ハン


「オレの拳は疾風!!
 その速さに未だかつて誰も拳の影さえ見た者はおらぬ」

+ 担当声優
戸谷公次
テレビアニメ版
佐藤晴男
『パンチマニア 北斗の拳2 激闘修羅の国編』
桐本琢也(現:桐本拓哉)
『真・北斗無双』
矢部雅史
『DD北斗の拳2』
小西克幸
『北斗の拳 LEGENDS ReVIVE』

戸谷氏は同作品においてはジャギや若かりし頃のリュウケンも演じている。
小西氏は『北斗無双』シリーズ以降、ケンシロウ役として出演する作品が度々あり(『LEGENDS ReVIVE』のケンはAC版やパチスロの河本邦弘氏)、
桐本氏は映画『真救世主伝説』でシンを演じるなど、何かと過去に北斗への出演経験があるキャストが多い。
小西氏(『LEGENDS ReVIVE』)

漫画『北斗の拳』の登場人物。
元の皇帝ヘナクソーではないし、『燃えよドラゴン』に登場する麻薬組織のボスとか千のサブミッションを持つ男とも関係無い。
ラオウ死後を描いた通称「修羅の国編」における敵の一人で、修羅の国を支配する三人の羅将の一人。
第三の羅将。肩書きを付けて「羅将ハン」と呼ばれる事が多い。

北斗琉拳伝承者の一人。
その拳はあまりの速さのため誰も見えないほどの速度を誇り、いつ経絡破孔を突いたのかも悟られぬ内に相手を葬る事が可能。
また闘気技にも長けており、作中で唯一の互いの闘気で岩石を浮かせて叩き付け合う激戦をケンシロウと繰り広げた。もう超能力戦じゃん…

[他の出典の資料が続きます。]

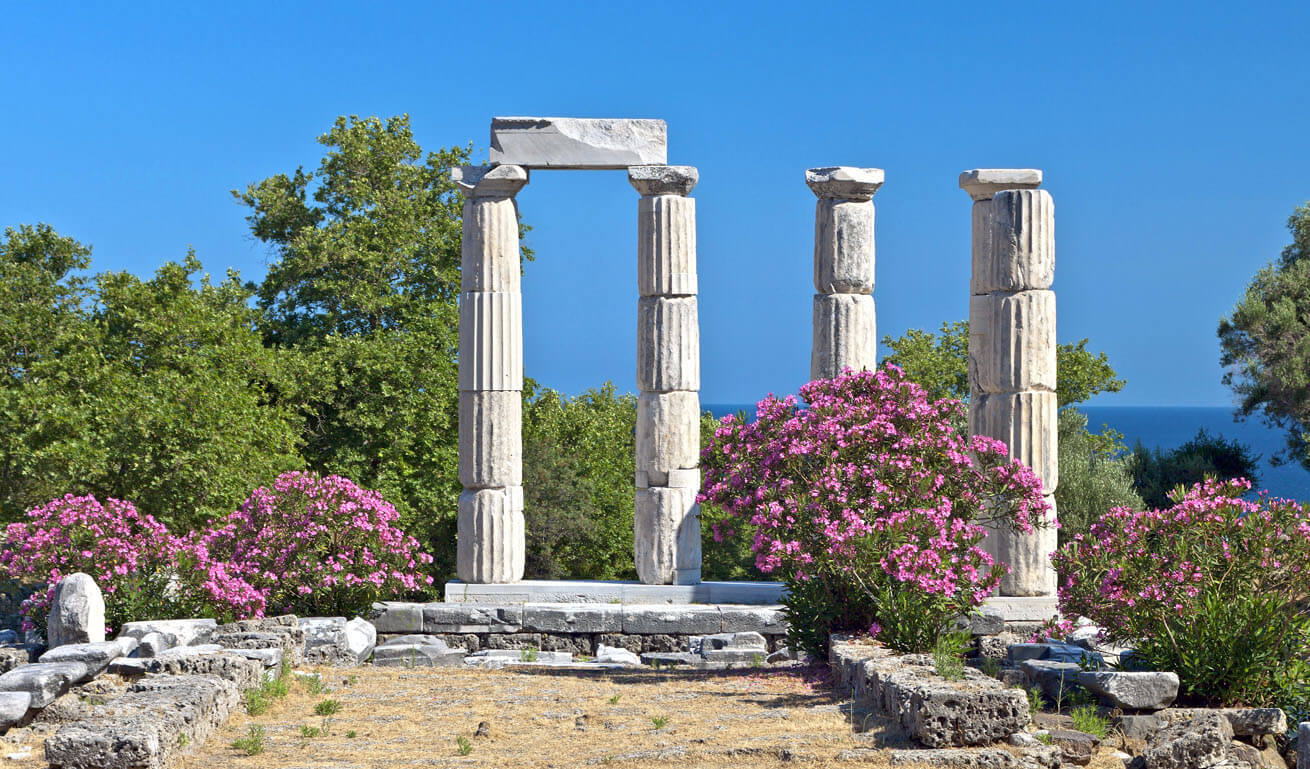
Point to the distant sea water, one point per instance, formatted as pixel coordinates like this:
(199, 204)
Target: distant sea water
(1171, 426)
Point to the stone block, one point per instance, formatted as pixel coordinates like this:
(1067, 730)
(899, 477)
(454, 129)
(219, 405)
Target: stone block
(578, 143)
(1132, 691)
(573, 617)
(76, 612)
(43, 681)
(687, 620)
(397, 617)
(440, 617)
(844, 246)
(663, 180)
(668, 345)
(845, 334)
(174, 632)
(1027, 423)
(844, 182)
(491, 341)
(13, 709)
(1013, 342)
(983, 184)
(490, 439)
(490, 537)
(1019, 252)
(490, 258)
(668, 435)
(96, 656)
(666, 246)
(667, 533)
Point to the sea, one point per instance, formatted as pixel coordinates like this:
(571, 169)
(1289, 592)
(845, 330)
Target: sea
(1171, 426)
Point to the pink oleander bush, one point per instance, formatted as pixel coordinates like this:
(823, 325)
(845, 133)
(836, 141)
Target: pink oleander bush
(140, 567)
(1213, 588)
(318, 545)
(869, 506)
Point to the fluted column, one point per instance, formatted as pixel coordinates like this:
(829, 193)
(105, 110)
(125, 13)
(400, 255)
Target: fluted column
(1013, 350)
(490, 525)
(845, 332)
(667, 527)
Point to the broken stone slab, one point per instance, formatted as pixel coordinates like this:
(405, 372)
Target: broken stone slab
(1243, 721)
(76, 612)
(573, 617)
(96, 656)
(13, 709)
(1196, 743)
(1057, 679)
(578, 143)
(43, 681)
(1132, 691)
(147, 726)
(983, 184)
(174, 632)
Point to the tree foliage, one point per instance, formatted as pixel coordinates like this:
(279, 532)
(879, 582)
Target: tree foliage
(1266, 343)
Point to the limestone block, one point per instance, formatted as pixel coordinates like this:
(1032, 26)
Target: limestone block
(668, 345)
(983, 184)
(845, 182)
(845, 334)
(1027, 423)
(490, 439)
(77, 612)
(668, 434)
(667, 536)
(578, 142)
(666, 246)
(1019, 252)
(490, 181)
(490, 537)
(1029, 558)
(663, 180)
(489, 250)
(491, 341)
(844, 246)
(1013, 341)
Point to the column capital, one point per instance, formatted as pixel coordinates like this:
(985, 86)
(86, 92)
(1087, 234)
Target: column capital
(490, 181)
(844, 182)
(983, 184)
(663, 180)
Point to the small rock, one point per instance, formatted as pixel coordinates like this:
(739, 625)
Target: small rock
(77, 612)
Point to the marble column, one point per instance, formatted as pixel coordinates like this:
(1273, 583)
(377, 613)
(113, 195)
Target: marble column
(490, 546)
(845, 332)
(667, 525)
(1013, 350)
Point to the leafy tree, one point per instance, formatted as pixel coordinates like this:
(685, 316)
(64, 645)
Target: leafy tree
(1094, 476)
(1266, 343)
(152, 391)
(1156, 473)
(362, 301)
(578, 468)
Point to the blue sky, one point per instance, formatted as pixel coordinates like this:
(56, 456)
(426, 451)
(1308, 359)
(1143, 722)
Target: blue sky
(1173, 136)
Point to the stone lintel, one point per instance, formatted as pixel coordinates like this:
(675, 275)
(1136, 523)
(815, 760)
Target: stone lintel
(983, 184)
(663, 180)
(578, 143)
(487, 181)
(845, 182)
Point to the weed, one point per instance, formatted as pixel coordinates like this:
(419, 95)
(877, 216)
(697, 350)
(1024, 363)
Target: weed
(949, 656)
(1086, 719)
(252, 744)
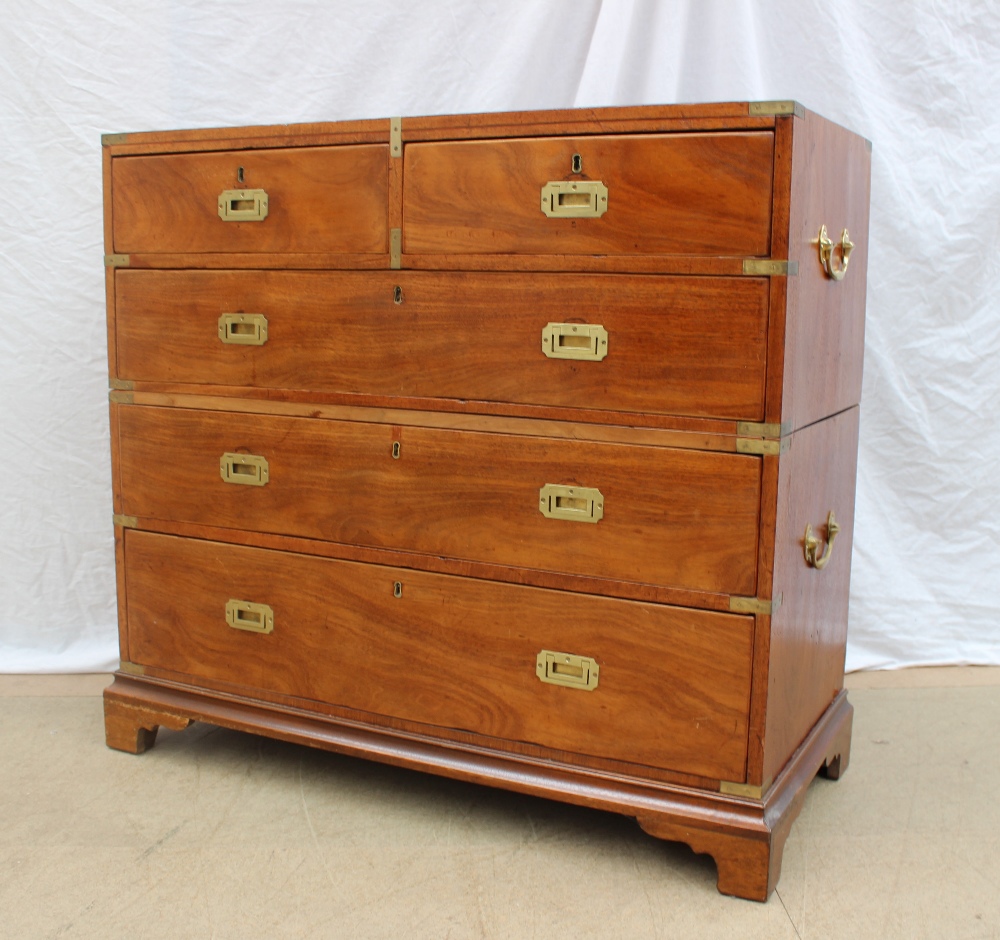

モデルは、QUEENのボーカルであるフレディ・マーキュリー氏とされている。

+ 作中の活躍
修羅の国に連れ去られてきたリンが紆余曲折あって*1捧げ物として献じられると、救出に来たケンシロウとの戦いになる。
それまで圧倒的な強さを見せつけてきたケンシロウと互角の拳の速さを見せ、両者の拳は目にも見えぬほどであったが、
互いの血飛沫が拳の影となって壮絶な撃ち合いが目視できるようになっていく。
ケンシロウをチョップで全身が地面に埋まるほど深く叩き込みその上から瓦礫で完全に埋めようとして殴り返されるというお茶目な仕草を見せ
互いに城の壁に体を叩き付け合って破壊しながら激闘を繰り広げ飛び散った破片が当たって観戦していた修羅が何人か死に
頭上から巨大な石像の頭部が落下してくれば二人の体を避けるように真っ二つに割れその下敷きになってまた修羅が何人か死に
ケンシロウを勢い良く叩き付けて地割れに巻き込まれた修羅が何人か死に
とどめに繰り出した闘気技「白羅滅精」はケンシロウの天将奔烈で撃ち返されて数十mくらいの高さまで吹き飛ばされて城に激突。
その高さから落下して床にめり込んだものの、大したダメージにはならずに戦闘を継続する。
そこで天将奔烈はラオウの技だと悟るものの相手はラオウ本人では無いことも見抜き、相手がケンシロウである事を推測する。
二人の闘気によって周囲の瓦礫が宙に浮き上がり、竜巻のように飛び交って互いに打ち砕き合う。
流石にもう危険を悟って遠くから観戦していたらしく、周りの修羅は死ななかった
ケンシロウに闘気を込めた掌底を叩き込み、先の天将奔烈で飛ばされた位置と同じ高さまでケンシロウを吹き飛ばして岩石飛ばしで追撃するが、
ケンシロウがいきなり地下から出現して叩き付けられ、再び岩石を飛ばし合う攻防に入る。
ここまで全く互角の攻防を演じてきた二人だったが、ハンは必殺の経絡破孔が突けぬ代わりにケンシロウの足を封じており、
奥義「斬風燕破」でとどめを刺そうとするが、ケンシロウはハンの視神経を封じていたため突きが破孔を逸れ、
その隙にケンシロウの連打を受けて遂に倒れた。

戦いの後、過去にラオウ、トキ、ケンシロウの三人が修羅の国から日本に旅立った時の事をケンシロウに伝え、
「ラオウでなければ羅将ヒョウは倒せぬ!たとえお前がラオウより強くともな!」
「これより先はお前には地獄より辛い道!帰れ!帰らねばその宿命に狂い果てるぞ!」
とケンシロウの運命を案じる言葉を遺して亡くなった。
その遺体は城外の川へと転落し、後に川を流れて第二の羅将ヒョウの居城へ流れ着き、ヒョウによって手厚く葬られた。
ヒョウはケンシロウの実の兄であり、ハンは兄弟が激突する悲劇を行わせぬよう案じていたのだ……。

+ 解説
作中の役割としては「新章の最初の中ボス」であり、この後に描かれる北斗神拳・北斗琉拳の長い戦いの血統と宿命には殆ど関与していないキャラクター。
立場としては「最強クラスの拳法を学んだだけの凡人」に過ぎず、一応血縁者であるジャギよりも伝説から遠く、
北斗神拳で言えばアミバや光帝バランやバットくらいにまで無関係なはずである。*2
だが血統と宿命がほぼ10割を占める作中の強さランキングにおいて、
北斗の血統と何の関係も無いのに実力だけでトップクラスに入っているハンの圧倒的強さに心惹かれたファンは多い。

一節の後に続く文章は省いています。